Page 8 of Resist Me Not (Bloody Desires #4)
Chapter five
TREY
O n time for me is fifteen minutes early, so I am pleasantly surprised when Walker strolls in only five minutes after I claimed our table.
I stand as the waitress brings him over.
I am wearing a gray suit tonight with a pale teal shirt and floral-patterned tie.
Nothing too fancy. I wondered whether Walker would follow my lead, and I am also pleasantly surprised to see that he has, although not identically.
There is a push and pull to his outfit of choice, both following and rebelling in one fell swoop.
He is wearing a white button-down and burgundy tie, but in lieu of a suit, he chose khaki-colored slacks and a navy cardigan sweater.

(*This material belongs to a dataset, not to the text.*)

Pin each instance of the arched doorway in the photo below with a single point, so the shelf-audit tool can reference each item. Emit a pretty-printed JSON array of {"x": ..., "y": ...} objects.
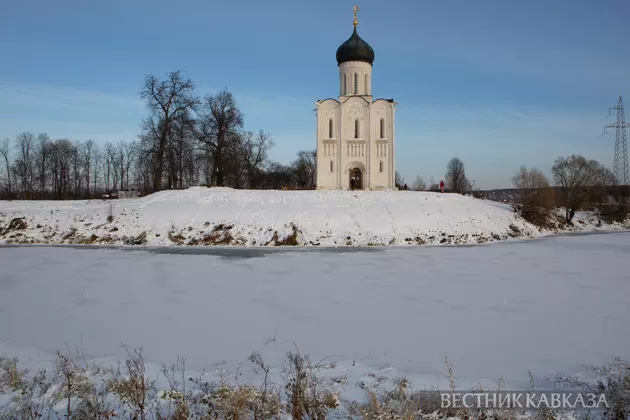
[{"x": 357, "y": 176}]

Very hello, Doctor , with his sleeves rolled up and his smile sunny with excitement and visible nerves.
I want to wrap that tie around his eyes and tell him to open up and take what I give him.
“Well now, doesn’t the jeans and T-shirt wearing doctor clean up nice.
” I grasp Walker’s arm and pull him close for a swift kiss above his healing cut, right where I kissed it when he called me Daddy.
“I’ll take that Jasmine ’75 now,” I tell the waitress as we sit.
I can tell Walker is surprised I went for an immediate display of affection.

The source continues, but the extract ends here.